The Playback Assistant can do one thing and one thing only: change your computer's playback device. The assistant is capable of switching between headphones and speakers.
This project consists of two parts, the voice assistant (Python) and the playback service (C++). The voice assistant is written with Python's speech_recognition library and playback service is written with the COM-interface IPolicyConfig by EreTIk that set default audio render endpoint.
The playback service is built with MSVC 2017 64-bit compiler because IPolicyConfig is reverse engineered to set default audio render endpoint on Windows OS. So make sure you have installed MSVC and have Developer Command Prompt in Windows, it is also possible to compile this using QT if you don't want to compie this using the command line.
Python lib requirements:
- SpeechRecognition
- pyttsx3
- pynput
The voice assistant require Python version 3.8.2 or higher. To run the Python script, use pip install for all the necessary libraries.
Download the right Python version from here, for Python 3.9 it's PyAudio-0.2.11-cp39-cp39-win_amd64.whl with a 64-bit machine. Install it manually with pip
$ pip install PyAudio-0.2.11-cp39-cp39-win_amd64.whl
If you are using MSVC 2022 then execute the VsDevCmd.bat in the terminal before. It sets up the required environment for compiling and linking.

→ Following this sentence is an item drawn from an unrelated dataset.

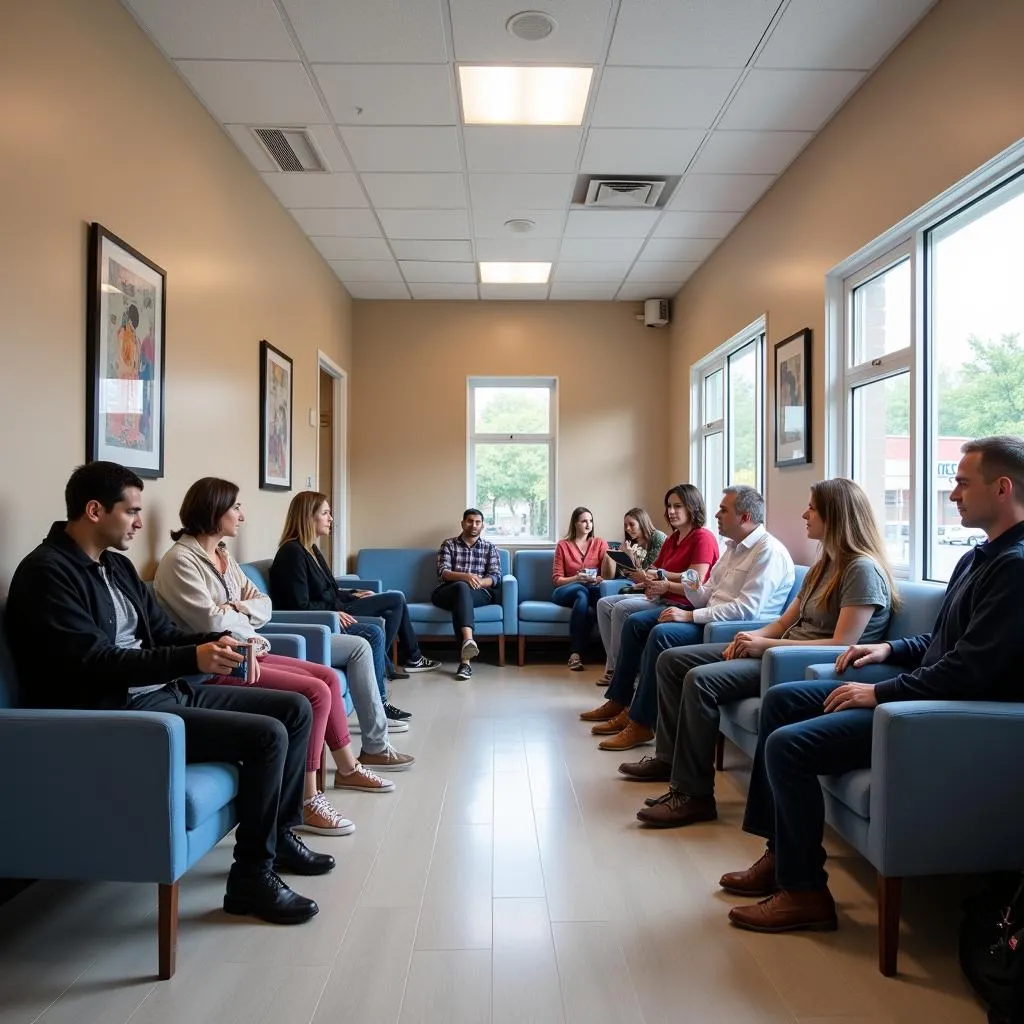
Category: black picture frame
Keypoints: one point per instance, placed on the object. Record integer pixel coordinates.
(793, 399)
(275, 419)
(126, 313)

Compile this in the root folder to generate .exe file.
$ cl -o Playback.exe src/main.cpp src/audio.cpp dist/jsoncpp.cpp ole32.lib
In order to run the voice assistant you need to add your output devices in the config.json. You can use the compiled C++ program to see your available output devices.
$ ./Playback.exe -print
2460G4 (NVIDIA High Definition Audio)
Speakers (Realtek(R) Audio)
Headset Earphone (HyperX Virtual Surround Sound)
Then just add corresponding device to the config file: Config.json
{ "speakers" : "Speakers (Realtek(R) Audio)",
"headphones" : "Headset Earphone (HyperX Virtual Surround Sound)"
}
The project needs 3 files in the same folder to work properly:
voiceAssistant.py
Playback.exe (compiled earlier)
config.json
Running voiceAssistant.py starts the voice assistant with default wake word as Computer. You can change the wake word by adding it as argument when booting the voice assistant.
python voiceAssistant.py <optional wake word>
Available commands:
-
Hey Computer (switch/change) = Switches playback devices. Hey computer is the wake word and switch/change is the instruction.
-
Hey Computer = Voice assistant listens for further instructions:
- Turn on speaker(s) = Turns on speakers
- Turn on (headphone(s)/headset(s)) = Turns on headphones
- Switch/Change = Switches or changes the playback devices
If the voice recognition isn't responding as desired, you can always press CTRL+F5 to switch between your playback devices.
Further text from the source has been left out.